I were also thinking of getting one of these lightweight rotaries but there was a thread last week that a Milly could end its life prematurely if pushed too much. Hope that is an exception but that makes me look for the bigger ones with more low rpm torque.


----------



## Auto Finesse (Jan 10, 2007)

Ours take a battering day in day out and dont miss a beat, your always going to get someone not get on with it, or get a faulty machine, but most with a CP or Milly can only praise them. 


Pads..... its a bit of a personal preference, the 3M pads are well worth a shout IMO. 

I love the Old Megs pads but the new ones are to big IMO.


----------



## Kokopelli (Sep 18, 2009)

Thanks for reassuring the quality of there little devils. I were upset when I heard such a reasonable machine had flaws like overheating. 
You are also right about how big the new Meg pads are. I use them with a da as they were bundled with it, but I bet a 6" would be better for our European cars.
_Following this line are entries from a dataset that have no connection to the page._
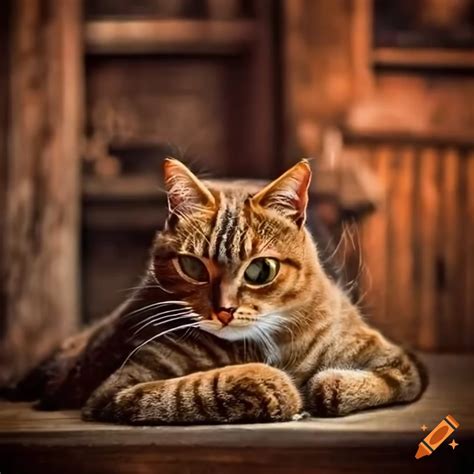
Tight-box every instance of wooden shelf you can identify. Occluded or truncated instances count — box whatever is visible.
[371,48,474,69]
[82,176,166,202]
[0,355,474,474]
[85,20,257,54]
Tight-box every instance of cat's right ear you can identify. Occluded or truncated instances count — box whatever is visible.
[163,158,216,213]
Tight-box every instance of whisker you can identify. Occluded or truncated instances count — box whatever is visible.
[119,321,199,370]
[132,313,193,338]
[131,307,192,329]
[124,300,189,318]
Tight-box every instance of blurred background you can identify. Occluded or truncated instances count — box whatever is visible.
[0,0,474,383]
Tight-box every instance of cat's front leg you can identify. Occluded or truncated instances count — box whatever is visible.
[305,350,423,416]
[83,363,302,425]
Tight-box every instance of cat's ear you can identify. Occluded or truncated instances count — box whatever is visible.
[251,160,311,227]
[163,158,216,212]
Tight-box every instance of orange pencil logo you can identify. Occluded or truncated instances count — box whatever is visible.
[415,415,459,459]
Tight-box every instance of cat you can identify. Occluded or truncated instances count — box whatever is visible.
[4,159,426,425]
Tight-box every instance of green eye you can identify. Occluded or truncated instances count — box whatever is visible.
[178,255,209,283]
[244,258,280,285]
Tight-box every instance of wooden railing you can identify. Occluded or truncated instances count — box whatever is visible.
[349,142,474,352]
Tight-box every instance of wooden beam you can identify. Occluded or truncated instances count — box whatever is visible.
[0,0,82,385]
[85,20,256,54]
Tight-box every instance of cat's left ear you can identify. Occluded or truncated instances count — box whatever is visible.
[251,160,311,227]
[163,158,216,213]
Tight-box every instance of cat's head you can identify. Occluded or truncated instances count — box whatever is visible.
[151,159,320,340]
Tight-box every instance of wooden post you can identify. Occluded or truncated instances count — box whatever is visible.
[0,0,82,385]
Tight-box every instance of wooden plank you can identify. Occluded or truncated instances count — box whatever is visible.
[84,19,256,54]
[462,151,474,351]
[386,146,415,343]
[414,148,440,350]
[361,146,392,329]
[436,148,461,350]
[0,0,82,385]
[371,47,474,69]
[0,1,10,330]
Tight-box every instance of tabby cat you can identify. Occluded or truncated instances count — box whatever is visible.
[6,159,424,425]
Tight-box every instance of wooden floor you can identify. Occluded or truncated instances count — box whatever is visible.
[0,356,474,474]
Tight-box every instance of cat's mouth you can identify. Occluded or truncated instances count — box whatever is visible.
[199,317,257,340]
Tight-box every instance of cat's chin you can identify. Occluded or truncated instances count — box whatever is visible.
[199,320,256,341]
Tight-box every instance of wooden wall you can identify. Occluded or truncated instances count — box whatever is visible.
[284,0,474,352]
[355,143,474,352]
[0,0,81,385]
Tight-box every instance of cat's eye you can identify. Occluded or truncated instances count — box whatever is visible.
[178,255,209,283]
[244,257,280,285]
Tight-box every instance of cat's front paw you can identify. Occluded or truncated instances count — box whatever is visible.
[306,369,365,416]
[216,363,302,422]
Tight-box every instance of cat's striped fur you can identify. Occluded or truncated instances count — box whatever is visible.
[8,160,423,424]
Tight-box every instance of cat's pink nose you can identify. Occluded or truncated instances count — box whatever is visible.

So I ordered 5.5" Hexlogic pads immediately.



james b said:


> Ours take a battering day in day out and dont miss a beat, your always going to get someone not get on with it, or get a faulty machine, but most with a CP or Milly can only praise them.
> 
> Pads..... its a bit of a personal preference, the 3M pads are well worth a shout IMO.
> 
> I love the Old Megs pads but the new ones are to big IMO.


----------



## Auto Finesse (Jan 10, 2007)

They only get a bit hot to start with once the gears bed in they stop getting warm.


----------